Descontraído, distendido? Desabrochado como as rosas de Malherbe? Parece que épanoui é mais distendido que
distendido, mais descontraído que descontraído. Seja. A felicidade, em suma.
Quanto
lixo metem na cabeça das crianças. Quanto preconceito idiota, quanta pressão,
quanta norma. Normas, para que todos sejamos normais. Mas eu, com pretensões na
área da escrita, nunca serei normal. Aulas de francês, muito bem. Fino, até.
Mas escrever? Veja lá se arranja um hobby
mais útil ou mais sociável, que não seja preciso esconder como se fosse uma
doença. Sinto o doce sabor da vingança ao transgredir as normas. Não foi por
isso que o fiz, nem pensei em tal, só na turva premência do desejo, nos olhos,
nas mãos do Hugo. O sangue espesso, a boca seca. Mas agora reconheço que a
vingança tem o gosto bom da compota de maçã, partilhada à vista de todos, numa
manhã de sol. Só que, aos poucos, a norma que trago cosida à consciência com
uma linha indestrutível fala mais alto. Hugo, isto não pode voltar a acontecer.

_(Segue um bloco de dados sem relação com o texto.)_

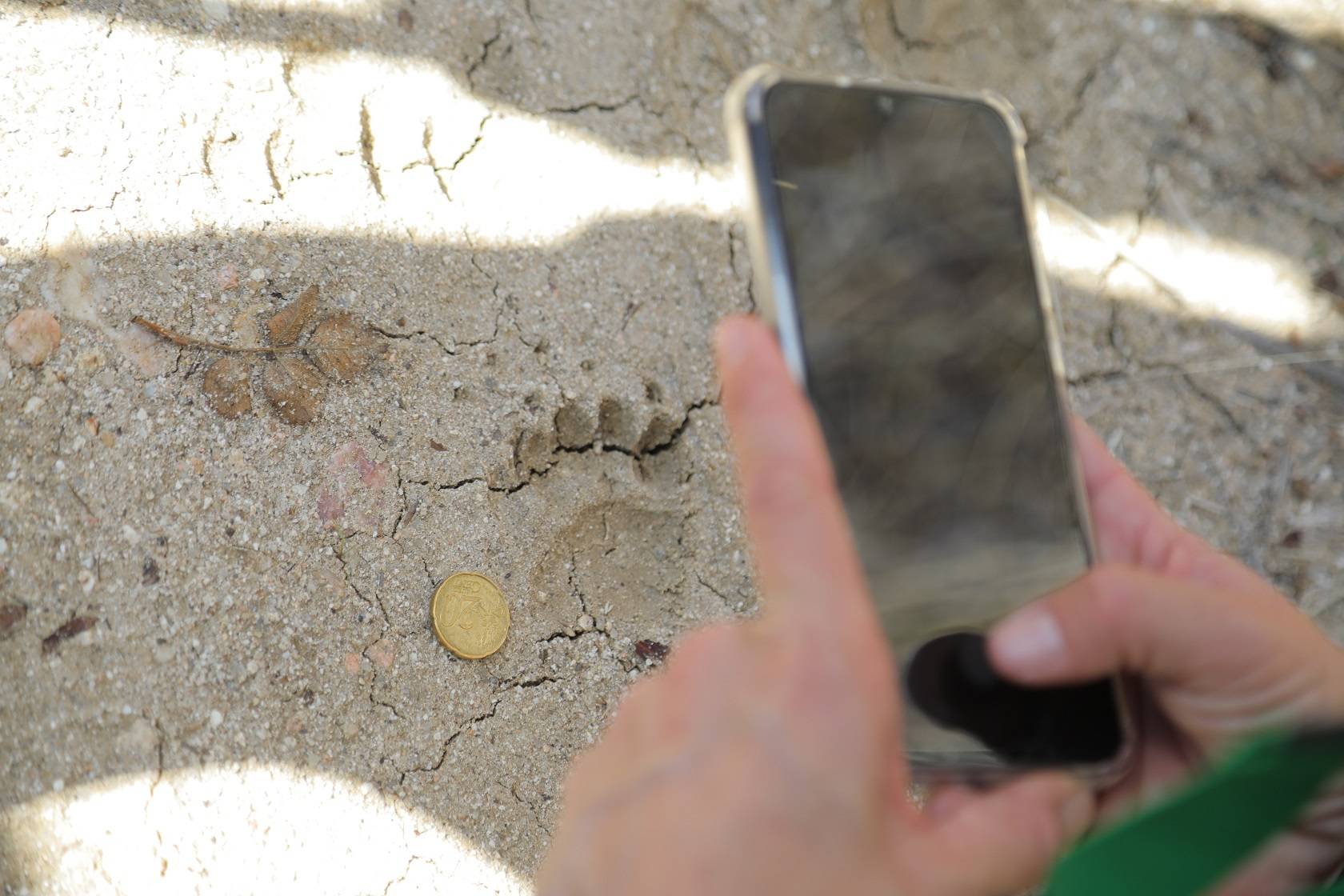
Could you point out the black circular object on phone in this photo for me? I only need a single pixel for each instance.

Mas porquê, caramba. Porquê? Sabes perfeitamente que a minha família, o
noivado, o colégio... E tu? Não pensas existir como pessoa, tu? Dá-me tempo. Quanto
tempo? Tens vinte e seis anos. Eu sei. E então? Preparar as coisas, falar com
os meus pais, romper o noivado... Ah. Romper a mer… do noivado.

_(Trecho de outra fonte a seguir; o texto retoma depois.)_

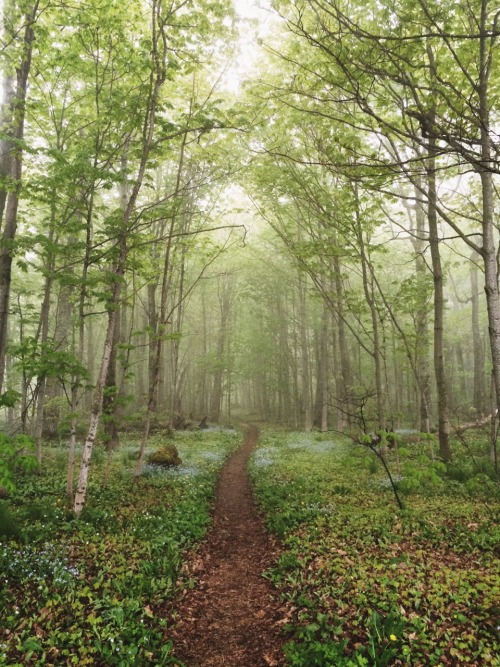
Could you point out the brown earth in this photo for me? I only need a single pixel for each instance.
(232, 618)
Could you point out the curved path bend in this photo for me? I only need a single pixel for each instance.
(230, 618)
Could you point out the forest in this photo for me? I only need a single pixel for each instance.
(216, 214)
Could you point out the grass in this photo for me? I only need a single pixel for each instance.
(98, 591)
(366, 583)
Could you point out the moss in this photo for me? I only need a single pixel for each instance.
(166, 456)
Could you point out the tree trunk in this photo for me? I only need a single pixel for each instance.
(15, 164)
(477, 343)
(437, 274)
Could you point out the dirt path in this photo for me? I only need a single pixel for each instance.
(230, 617)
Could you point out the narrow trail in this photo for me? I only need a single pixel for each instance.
(230, 618)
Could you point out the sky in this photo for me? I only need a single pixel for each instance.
(256, 22)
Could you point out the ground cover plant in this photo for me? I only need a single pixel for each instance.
(367, 583)
(96, 591)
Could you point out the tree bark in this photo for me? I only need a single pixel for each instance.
(15, 165)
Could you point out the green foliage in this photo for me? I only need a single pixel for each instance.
(370, 585)
(166, 456)
(97, 591)
(15, 453)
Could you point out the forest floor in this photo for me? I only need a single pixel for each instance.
(231, 617)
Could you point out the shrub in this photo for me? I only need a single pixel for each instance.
(167, 456)
(8, 525)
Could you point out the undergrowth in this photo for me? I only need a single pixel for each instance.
(96, 591)
(368, 584)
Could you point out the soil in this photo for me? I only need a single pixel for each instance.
(232, 617)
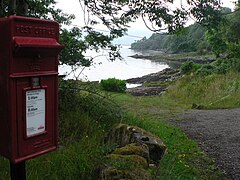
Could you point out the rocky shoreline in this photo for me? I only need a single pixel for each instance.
(157, 83)
(175, 57)
(153, 84)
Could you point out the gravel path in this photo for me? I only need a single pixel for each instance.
(218, 134)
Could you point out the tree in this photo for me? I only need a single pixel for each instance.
(115, 15)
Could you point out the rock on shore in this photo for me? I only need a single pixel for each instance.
(162, 77)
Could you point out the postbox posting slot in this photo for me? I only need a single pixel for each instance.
(36, 47)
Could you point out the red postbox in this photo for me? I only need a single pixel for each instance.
(29, 51)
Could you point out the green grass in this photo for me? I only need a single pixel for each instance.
(83, 127)
(184, 159)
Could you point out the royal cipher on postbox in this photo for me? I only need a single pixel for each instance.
(29, 51)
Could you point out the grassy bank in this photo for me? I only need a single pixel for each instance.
(85, 118)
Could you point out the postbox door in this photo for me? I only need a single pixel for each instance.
(36, 113)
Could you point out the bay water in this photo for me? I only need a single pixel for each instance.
(123, 69)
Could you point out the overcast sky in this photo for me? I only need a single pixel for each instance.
(137, 29)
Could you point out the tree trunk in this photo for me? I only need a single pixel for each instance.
(1, 8)
(12, 7)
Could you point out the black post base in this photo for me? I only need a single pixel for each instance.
(18, 171)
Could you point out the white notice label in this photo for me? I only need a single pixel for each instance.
(35, 111)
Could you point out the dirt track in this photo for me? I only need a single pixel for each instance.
(218, 134)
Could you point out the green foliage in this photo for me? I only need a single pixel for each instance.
(206, 69)
(188, 40)
(113, 85)
(189, 67)
(212, 91)
(183, 159)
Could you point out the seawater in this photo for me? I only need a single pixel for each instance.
(102, 68)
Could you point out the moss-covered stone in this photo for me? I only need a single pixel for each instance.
(124, 134)
(134, 149)
(126, 162)
(116, 174)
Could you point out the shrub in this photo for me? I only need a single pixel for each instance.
(113, 85)
(206, 70)
(189, 66)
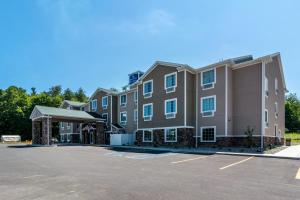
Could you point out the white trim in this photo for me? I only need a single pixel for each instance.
(104, 106)
(215, 78)
(152, 88)
(226, 100)
(135, 115)
(165, 134)
(184, 98)
(165, 83)
(123, 122)
(161, 128)
(123, 104)
(175, 113)
(150, 116)
(215, 134)
(94, 108)
(151, 135)
(215, 104)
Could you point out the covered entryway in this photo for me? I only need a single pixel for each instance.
(42, 118)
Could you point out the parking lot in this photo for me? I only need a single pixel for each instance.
(86, 172)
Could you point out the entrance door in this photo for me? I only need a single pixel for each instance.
(91, 137)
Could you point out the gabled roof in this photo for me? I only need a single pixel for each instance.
(111, 92)
(44, 111)
(161, 63)
(73, 103)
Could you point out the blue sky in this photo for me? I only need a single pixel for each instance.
(94, 43)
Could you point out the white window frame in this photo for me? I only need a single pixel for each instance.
(266, 115)
(215, 105)
(135, 115)
(213, 83)
(105, 106)
(123, 104)
(276, 86)
(174, 113)
(123, 122)
(106, 117)
(135, 96)
(150, 116)
(165, 134)
(151, 135)
(215, 134)
(266, 87)
(94, 108)
(175, 86)
(149, 93)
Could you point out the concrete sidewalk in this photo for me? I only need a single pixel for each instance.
(292, 151)
(288, 155)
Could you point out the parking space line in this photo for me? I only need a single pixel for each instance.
(298, 175)
(187, 160)
(236, 163)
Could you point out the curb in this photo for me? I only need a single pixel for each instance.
(203, 152)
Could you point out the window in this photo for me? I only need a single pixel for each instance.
(135, 115)
(148, 88)
(123, 100)
(104, 102)
(266, 118)
(171, 135)
(170, 82)
(266, 87)
(94, 104)
(276, 110)
(105, 117)
(135, 96)
(208, 134)
(276, 86)
(171, 108)
(208, 79)
(147, 136)
(208, 106)
(123, 118)
(148, 111)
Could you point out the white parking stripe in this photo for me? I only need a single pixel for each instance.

Não pretendo ter amantes depois do casamento. Nem antes, pelos
vistos. Tem que ser um segredo nosso, Hugo. Não me entregues. Achas-me capaz de
te atraiçoar? Não, nem por sombras. Até parece. Por isso agora..., meu
querido..., vamos ficar assim. Tu é que sabes, Teófilo. Tu é que sabes. Teófilo
Deus Ferreira Mendonça, poder-se-ia dizer Pleonasmo Ferreira Mendonça. João
Teófilo de Deus Ferreira era o meu avô alentejano, pai da minha mãe, engenheiro
agrónomo, agricultor e proprietário, homem bonacheirão e generoso, dizem-me,
que não o conheci. Morreu no dia em que fui concebido e a minha mãe, se bem a
conheço, deve até hoje arrepelar-se de remorsos por estar a fornicar com o meu
pai à hora em que o meu avô se despedia deste mundo. Como se a morte não fosse
um apelo à vida e a vida a lógica substituta da morte». In Rosa Lobato Faria, A Alma Trocada,
Edições ASA, Autores Contemporâneos de Língua Portuguesa, Porto, 2007, ISBN 978-972-415-283-7.